CLICK HERE TO SUBMIT YOUR COMMENTS BY JULY 31, 2018
In addition to explaining how the rule would affect you and/or low-income patient you know, consider including the following points in your comments:
- Banning Title X providers from providing abortions on site, referring patients elsewhere for abortion care ( even if that’s what the patient wants), or offering information about abortion would exacerbate the financial and emotional hardships low-income women already face in obtaining timely abortion care.
- Allowing Title X providers to give biased and misleading counseling and to withhold information about all reproductive health care options, including medically approved contraceptive methods (such as birth control pills or IUDs) would deny patients the right to make informed decisions about their health.
- Imposing burdensome and unnecessary requirements on already financially stressed family planning clinics could result in clinic closures.
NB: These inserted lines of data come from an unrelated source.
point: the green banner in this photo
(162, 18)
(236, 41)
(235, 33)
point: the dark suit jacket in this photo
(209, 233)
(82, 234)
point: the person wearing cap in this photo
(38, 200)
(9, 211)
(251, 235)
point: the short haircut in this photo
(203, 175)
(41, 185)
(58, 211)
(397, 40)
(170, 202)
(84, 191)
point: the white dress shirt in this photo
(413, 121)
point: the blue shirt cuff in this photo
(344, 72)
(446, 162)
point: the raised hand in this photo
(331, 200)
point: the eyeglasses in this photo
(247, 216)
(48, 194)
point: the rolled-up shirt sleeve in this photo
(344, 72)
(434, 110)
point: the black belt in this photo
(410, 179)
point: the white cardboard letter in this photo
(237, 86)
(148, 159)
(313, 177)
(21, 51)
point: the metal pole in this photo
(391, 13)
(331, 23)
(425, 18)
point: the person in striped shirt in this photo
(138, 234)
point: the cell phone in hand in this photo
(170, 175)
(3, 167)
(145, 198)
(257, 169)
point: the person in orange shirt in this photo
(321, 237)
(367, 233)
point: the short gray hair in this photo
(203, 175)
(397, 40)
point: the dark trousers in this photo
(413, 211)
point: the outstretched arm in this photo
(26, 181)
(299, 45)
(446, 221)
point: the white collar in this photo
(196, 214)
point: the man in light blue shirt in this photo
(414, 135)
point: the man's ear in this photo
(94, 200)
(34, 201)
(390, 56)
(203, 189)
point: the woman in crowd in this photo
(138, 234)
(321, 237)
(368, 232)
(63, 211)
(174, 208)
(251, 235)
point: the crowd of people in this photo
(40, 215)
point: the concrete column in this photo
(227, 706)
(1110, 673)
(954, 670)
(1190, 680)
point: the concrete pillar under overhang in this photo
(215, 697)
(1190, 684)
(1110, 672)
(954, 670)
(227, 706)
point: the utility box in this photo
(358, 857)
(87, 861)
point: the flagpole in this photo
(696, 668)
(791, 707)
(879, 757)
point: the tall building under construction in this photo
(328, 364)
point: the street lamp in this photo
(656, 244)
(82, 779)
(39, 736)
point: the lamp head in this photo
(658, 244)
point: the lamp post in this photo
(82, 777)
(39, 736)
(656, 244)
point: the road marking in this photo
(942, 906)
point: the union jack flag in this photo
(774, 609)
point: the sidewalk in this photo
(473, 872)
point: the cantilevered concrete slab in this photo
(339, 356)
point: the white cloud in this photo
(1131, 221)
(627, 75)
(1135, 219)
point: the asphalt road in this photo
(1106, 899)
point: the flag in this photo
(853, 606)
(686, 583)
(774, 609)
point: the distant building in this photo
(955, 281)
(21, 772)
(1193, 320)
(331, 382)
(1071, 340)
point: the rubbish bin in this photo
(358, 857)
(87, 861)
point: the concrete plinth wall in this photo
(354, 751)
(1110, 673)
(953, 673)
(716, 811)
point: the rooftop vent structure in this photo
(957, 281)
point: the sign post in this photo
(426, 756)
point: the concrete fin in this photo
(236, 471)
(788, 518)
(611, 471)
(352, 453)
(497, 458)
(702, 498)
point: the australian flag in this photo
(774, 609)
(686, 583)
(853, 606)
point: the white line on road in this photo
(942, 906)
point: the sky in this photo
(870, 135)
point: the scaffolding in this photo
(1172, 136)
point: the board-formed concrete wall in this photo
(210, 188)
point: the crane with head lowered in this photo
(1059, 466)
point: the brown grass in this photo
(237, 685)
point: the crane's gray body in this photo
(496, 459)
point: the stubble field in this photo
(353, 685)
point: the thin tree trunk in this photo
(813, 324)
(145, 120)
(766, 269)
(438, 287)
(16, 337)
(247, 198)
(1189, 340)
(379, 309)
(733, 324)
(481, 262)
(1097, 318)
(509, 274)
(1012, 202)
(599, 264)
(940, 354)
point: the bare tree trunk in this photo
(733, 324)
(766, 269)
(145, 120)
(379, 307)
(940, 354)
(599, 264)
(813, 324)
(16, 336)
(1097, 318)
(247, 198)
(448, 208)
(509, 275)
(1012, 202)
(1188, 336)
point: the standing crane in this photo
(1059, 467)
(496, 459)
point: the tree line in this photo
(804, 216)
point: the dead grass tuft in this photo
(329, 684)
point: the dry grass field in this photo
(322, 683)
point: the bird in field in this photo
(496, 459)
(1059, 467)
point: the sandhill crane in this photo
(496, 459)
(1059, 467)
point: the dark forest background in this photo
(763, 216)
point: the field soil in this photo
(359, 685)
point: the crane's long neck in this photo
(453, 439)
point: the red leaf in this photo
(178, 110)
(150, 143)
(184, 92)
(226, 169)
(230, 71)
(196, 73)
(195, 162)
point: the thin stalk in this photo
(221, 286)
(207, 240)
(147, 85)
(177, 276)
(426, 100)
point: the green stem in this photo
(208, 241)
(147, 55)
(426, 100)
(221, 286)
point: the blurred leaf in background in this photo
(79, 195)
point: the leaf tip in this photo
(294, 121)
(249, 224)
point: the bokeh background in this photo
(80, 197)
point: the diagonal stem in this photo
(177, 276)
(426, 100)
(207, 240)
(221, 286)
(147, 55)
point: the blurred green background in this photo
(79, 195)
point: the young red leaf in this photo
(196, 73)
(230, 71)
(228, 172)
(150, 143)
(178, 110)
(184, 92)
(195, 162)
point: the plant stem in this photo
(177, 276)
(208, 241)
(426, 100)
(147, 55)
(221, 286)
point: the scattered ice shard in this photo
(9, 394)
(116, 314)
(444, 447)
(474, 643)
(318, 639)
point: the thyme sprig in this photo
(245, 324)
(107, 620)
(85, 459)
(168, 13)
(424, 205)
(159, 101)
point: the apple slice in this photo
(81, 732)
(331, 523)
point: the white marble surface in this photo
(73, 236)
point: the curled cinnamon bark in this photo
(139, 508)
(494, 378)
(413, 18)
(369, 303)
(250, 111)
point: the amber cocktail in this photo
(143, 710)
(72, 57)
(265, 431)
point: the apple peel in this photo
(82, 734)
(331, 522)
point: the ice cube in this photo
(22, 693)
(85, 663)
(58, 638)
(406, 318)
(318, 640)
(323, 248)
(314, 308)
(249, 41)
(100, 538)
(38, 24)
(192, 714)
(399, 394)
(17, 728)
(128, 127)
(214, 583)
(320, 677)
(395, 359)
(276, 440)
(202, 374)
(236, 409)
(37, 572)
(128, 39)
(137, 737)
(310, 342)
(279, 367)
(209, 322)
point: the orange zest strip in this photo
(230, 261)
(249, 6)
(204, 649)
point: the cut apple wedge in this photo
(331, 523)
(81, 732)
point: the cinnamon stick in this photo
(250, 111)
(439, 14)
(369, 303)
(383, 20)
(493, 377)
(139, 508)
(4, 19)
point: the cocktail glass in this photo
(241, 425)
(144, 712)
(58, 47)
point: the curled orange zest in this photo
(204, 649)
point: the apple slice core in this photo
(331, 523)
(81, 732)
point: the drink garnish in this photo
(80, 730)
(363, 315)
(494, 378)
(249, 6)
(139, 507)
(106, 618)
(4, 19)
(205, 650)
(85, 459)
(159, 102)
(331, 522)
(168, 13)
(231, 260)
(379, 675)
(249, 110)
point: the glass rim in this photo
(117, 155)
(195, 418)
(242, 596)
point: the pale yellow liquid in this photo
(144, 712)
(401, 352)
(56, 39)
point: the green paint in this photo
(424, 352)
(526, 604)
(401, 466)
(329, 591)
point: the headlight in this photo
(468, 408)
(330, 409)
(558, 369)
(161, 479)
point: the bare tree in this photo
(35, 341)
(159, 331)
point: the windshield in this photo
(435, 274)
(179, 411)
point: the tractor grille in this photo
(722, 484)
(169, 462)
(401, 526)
The result would be to block patients who rely on Title X clinics — particularly women with low incomes, women of color and young women under 18 — from receiving life-saving services like cancer screenings, birth control, wellness exams and more.
The proposed rule was posted to the Federal Register on June 1, 2018. Full text is available here.
The proposed rule would undermine Title X by making three major changes to the program:
- First, it would ban Title X providers from providing abortions on site, referring patients elsewhere for abortion care (even if that’s what the patient wants) or offering information about abortion.
- Second, it would allow Title X providers to give biased and misleading counseling and to withhold information about all reproductive health care options, including medically approved contraceptive methods (such as birth control pills or IUDs). This would deny patients the right to make informed decisions about their health.
- Third, it would impose burdensome and unnecessary requirements on already financially stressed family planning clinics, potentially causing them to close and leave low-income patients without access to needed care.